D’entrée, Almeyda a insisté sur la qualité constante du Barça, quel que soit le contexte.
« Je pense que Barcelone, même s’ils sont fatigués, même s’ils ont joué hier ou aujourd’hui en fin d’après‑midi, joue toujours d’une manière excellente, quel que soit l’angle sous lequel on le regarde. Ce sera sûrement différent du match que nous avons joué à domicile. »
Pour autant, l’ambition demeure.
« Il y a toujours de l’enthousiasme.
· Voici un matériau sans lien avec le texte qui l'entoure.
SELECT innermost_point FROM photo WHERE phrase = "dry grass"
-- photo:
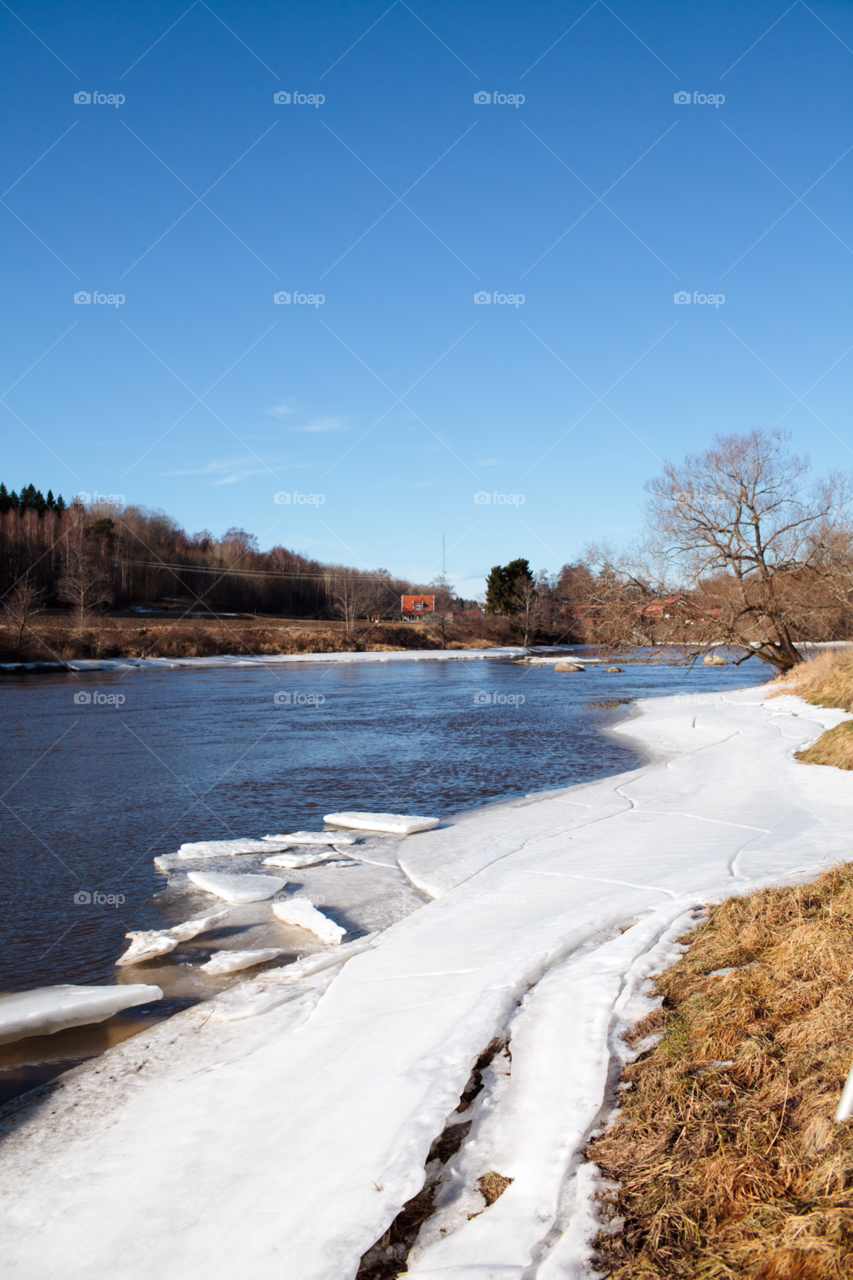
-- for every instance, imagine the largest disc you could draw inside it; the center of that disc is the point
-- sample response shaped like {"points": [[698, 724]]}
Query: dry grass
{"points": [[726, 1150], [834, 746], [828, 681], [55, 636]]}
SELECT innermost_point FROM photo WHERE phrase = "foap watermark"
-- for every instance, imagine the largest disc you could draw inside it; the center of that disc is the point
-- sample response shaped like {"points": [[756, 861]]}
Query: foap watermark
{"points": [[96, 899], [301, 300], [484, 99], [101, 499], [701, 300], [683, 99], [105, 300], [500, 499], [483, 699], [296, 99], [82, 698], [502, 300], [299, 499], [96, 99]]}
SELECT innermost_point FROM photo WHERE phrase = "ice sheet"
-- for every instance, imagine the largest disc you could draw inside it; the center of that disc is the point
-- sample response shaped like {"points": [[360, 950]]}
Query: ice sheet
{"points": [[396, 823], [238, 888], [310, 837], [231, 961], [299, 910], [50, 1009]]}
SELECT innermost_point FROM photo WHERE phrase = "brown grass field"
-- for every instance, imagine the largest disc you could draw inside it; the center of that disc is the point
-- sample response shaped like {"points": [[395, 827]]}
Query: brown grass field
{"points": [[828, 681], [54, 636], [726, 1153]]}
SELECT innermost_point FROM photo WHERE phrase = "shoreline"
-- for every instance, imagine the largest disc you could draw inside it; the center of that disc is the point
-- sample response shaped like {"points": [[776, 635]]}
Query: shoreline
{"points": [[529, 901]]}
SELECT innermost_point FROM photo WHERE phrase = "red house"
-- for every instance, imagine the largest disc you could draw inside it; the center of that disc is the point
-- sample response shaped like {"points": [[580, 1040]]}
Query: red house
{"points": [[414, 607]]}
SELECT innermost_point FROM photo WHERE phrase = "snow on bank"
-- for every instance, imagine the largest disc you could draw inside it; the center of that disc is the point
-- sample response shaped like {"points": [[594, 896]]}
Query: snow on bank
{"points": [[279, 1132], [51, 1009]]}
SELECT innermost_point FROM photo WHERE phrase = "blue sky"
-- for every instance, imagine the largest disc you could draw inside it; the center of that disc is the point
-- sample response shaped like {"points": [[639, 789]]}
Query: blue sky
{"points": [[400, 398]]}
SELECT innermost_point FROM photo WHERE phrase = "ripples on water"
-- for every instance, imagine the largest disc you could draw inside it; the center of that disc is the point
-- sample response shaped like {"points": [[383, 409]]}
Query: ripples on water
{"points": [[95, 791]]}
Nous essaierons d’être ceux qui gagnent après tant de temps, c’est très difficile. C’est un adversaire qui, match après match, continue de s’améliorer. Je pense qu’ils ont encore perfectionné tout ce qu’ils font bien. »
Sur la dimension médicale et la prise de décision sportive, Almeyda a rappelé la coordination totale staff–terrain. Il a été clair au sujet de Rubén Vargas.
« Le suivi médical va de pair avec le suivi de l’entraîneur, qui est celui qui exécute. Au moment où je considère qu’il doit s’arrêter, je consulte les professionnels. C’est un travail d’équipe avec les masseurs, les médecins et les kinés… Vargas était disponible pour le match précédent, mais il ne se sentait pas en sécurité. Cette semaine, il a pratiquement tout fait normalement, il a levé ces doutes et il est prêt. Nous l’attendons parce qu’il est important pour nous. »
Concernant Batista Mendy, le joueur est une option pour débuter ?
« Il pourrait être l’une des alternatives. C’est quelque chose que nous envisageons. »
Interrogé sur l’attaquant nigérian, Akor Adams, Almeyda a souligné un état d’esprit positif et l’importance des buts.
« Je peux percevoir qu’il va bien. Comme tous ses coéquipiers, ils sont motivés et conscients de ce que nous jouons. Ils sont tous importants. Chaque fois que les attaquants marquent, c’est ce dont nous avons besoin. »
À propos de la disette andalouse au Camp Nou, Almeyda assume l’enjeu mental.
« Je pense que ce que nous devons faire, c’est commencer à prier, prier, prier et croire en ce que nous allons faire. Ensuite, il ne faut pas aller chercher dans les défaites d’il y a vingt‑trois ans et quelques, parce que nous savons à quoi nous sommes confrontés.
Zéro distraction avant la rencontre contre le FC Barcelona.
« J’aimerais que ce soit une finale, mais il reste onze matchs. Ce sont plus de deux mois. Je n’ai pas encore défini l’équipe. Nous verrons demain et nous pensons seulement à Barcelone. Après, il restera toute une semaine pour Valence, voir comment nous allons et comment arrivent les adversaires. »
Concernant Lamine Yamal, l’éloge est sans détour de la part du coach andalou.
« Aujourd’hui, c’est l’un des meilleurs du monde. Il est jeune et s’améliore chaque jour. Pour moi, c’est le meilleur joueur du monde aujourd’hui. C’est un plaisir de le voir jouer, mais ce n’est pas le seul qu’ils ont. Au milieu, ils en ont un autre, et sur le banc aussi. »
Almeyda a résumé l’exigence maximale requise.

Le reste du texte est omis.